Annelerin görkemli direnişi
Dersim Dağ, HDP milletvekilleri Tayip Temel ve Murat Sarısaç ile birlikte 2018 yılında başlatılan açlık grevlerine destek için katılmışlardı. O dönemki açlık grevi taleplerin kabul edilmesi ile birlikte sona ermişti. Dağ, o zamanki açlık grevleri ile ilgili şunları söylüyor: “Benim de içinde yer aldığım 3 binden fazla kişinin katıldığı yaklaşık 200 gün süren açlık grevi eylemi bir şekilde başarıya ulaşmıştı. Tabi zor bir dönemdi, bildiğiniz gibi o eylemde 8 yoldaşımız yaşamını yitirdi, bir kez daha anıları önünde saygı ile eğiliyorum. Tecridin kaldırılması gibi meşru bir talep için binlerce kişinin aylarca bedenini açlığa yatırması, 8 canın bu uğurda hayatını kaybetmesi iktidarın gayri hukukiliğini, zalimliğini açık bir şekilde gözler önüne sermişti.”
Beyaz Tülbentli annelerin eylemlere verdiği desteğe ayrı bir başlık açan Dersim Dağ, sözlerini şöyle sonlandırıyor: “Ama o eylemsellik aynı zamanda Kürt halkının mücadele gücü ve azmini, kararlılığını, her şartta ve koşulda faşizme karşı nasıl bir duruş sergilediğini gösteren bir eylemsellikti.
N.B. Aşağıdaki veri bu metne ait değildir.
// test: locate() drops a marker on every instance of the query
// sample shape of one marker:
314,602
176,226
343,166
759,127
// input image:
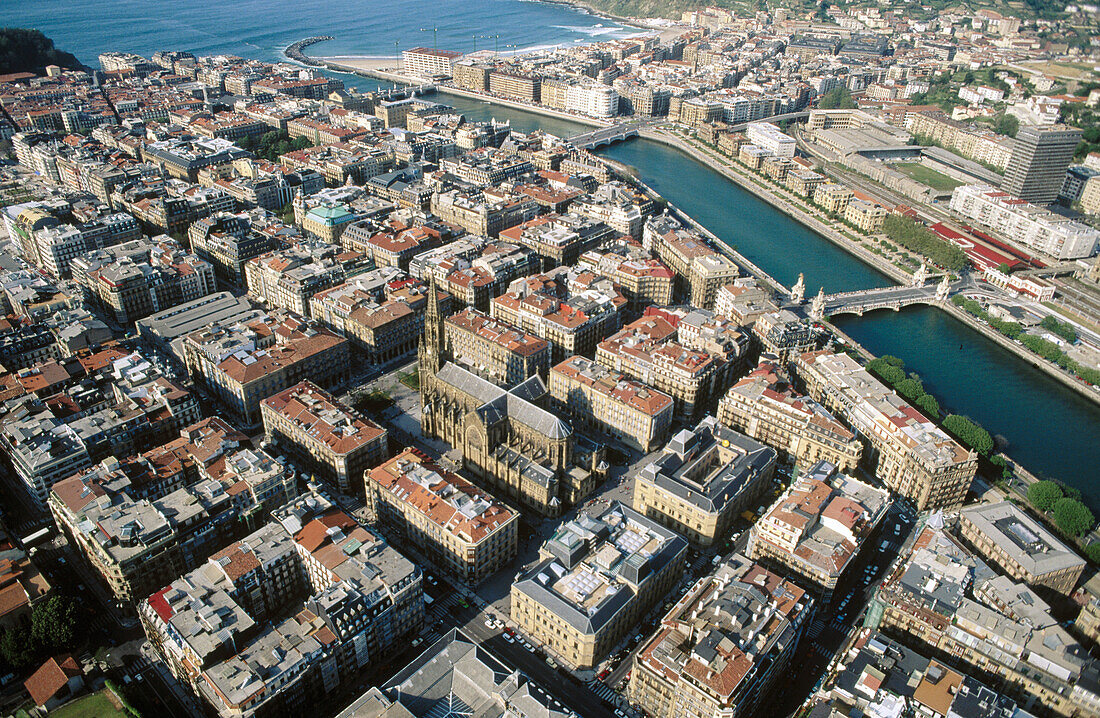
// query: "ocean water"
261,29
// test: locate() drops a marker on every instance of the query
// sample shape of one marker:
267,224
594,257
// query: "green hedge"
916,238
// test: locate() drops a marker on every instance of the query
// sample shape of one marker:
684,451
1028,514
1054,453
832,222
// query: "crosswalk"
603,689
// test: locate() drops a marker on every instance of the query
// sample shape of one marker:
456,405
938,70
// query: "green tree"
54,622
928,405
17,648
1073,517
1092,551
916,238
29,51
969,433
1044,495
1007,124
838,98
1064,330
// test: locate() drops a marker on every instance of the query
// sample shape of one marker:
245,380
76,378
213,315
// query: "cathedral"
508,440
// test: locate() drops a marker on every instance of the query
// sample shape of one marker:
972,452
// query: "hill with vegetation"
29,51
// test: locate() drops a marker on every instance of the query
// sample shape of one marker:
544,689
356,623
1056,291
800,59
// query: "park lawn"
95,706
927,176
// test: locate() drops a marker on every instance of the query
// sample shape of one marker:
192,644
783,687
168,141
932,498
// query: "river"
1046,427
1049,429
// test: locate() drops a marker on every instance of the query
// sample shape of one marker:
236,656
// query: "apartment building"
470,673
705,477
906,451
495,350
701,269
765,407
381,326
277,621
571,309
484,213
323,437
646,350
559,240
769,136
1004,534
642,279
288,278
817,526
243,364
1023,223
724,645
596,576
42,450
228,242
428,62
607,401
462,529
938,596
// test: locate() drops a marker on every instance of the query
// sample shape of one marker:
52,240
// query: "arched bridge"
604,135
857,302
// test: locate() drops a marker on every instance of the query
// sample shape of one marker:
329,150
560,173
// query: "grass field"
95,706
927,176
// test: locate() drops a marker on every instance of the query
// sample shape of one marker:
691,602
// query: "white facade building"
769,136
1024,223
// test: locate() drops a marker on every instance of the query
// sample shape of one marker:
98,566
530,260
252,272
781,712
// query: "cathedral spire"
431,343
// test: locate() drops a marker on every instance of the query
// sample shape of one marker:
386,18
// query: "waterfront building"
645,350
495,350
242,364
867,217
770,137
329,440
706,476
595,578
461,529
1040,157
833,198
637,415
818,525
906,451
279,620
1025,224
507,439
723,647
1004,534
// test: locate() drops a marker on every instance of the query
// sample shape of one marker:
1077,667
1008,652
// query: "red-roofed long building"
462,528
723,645
323,435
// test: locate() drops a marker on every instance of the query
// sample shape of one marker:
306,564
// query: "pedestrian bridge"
604,136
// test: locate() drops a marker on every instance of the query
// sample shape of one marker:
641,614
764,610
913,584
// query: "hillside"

Beyaz Tülbentli annelerin görkemli direnişi ile kazanılan ve yıllardan sonra tecridi kıran bir eylem oldu. Bizler her daim muktedirlere karşı mücadele veren ve bu mücadelede mutlak zaferi kendine şiar edinen bir halkız, hiçbir zaman bu mücadeleden vazgeçmedik ve vazgeçmeyeceğiz de.”
Açlık grevi bir ayını doldurdu
Cezaevlerinde, PKK Lideri Abdullah Öcalan üzerindeki tecridin kaldırılması ve ihlallerin son bulması talebiyle başlatılan açlık grevi eylemi, 1. ayını geride bıraktı.
Koronavirüsü (Kovid-19) salgını dolayısıyla “önlem” adı altında uygulanan kısıtlamalar ile hak gaspı ve ihlallerin arttığı cezaevlerinde, bir ayını geride bırakan açlık grevi eylemi var. Tutuklularca başlatılan süresiz-dönüşümlü açlık grevi, 27 Kasım’da başladı. Tutukluların talebi ise salgın ile birlikte katlanan hak ihlallerinin son bulmasının yanı sıra PKK Lideri Abdullah Öcalan’a yönelik tecrit politikasına son verilmesi.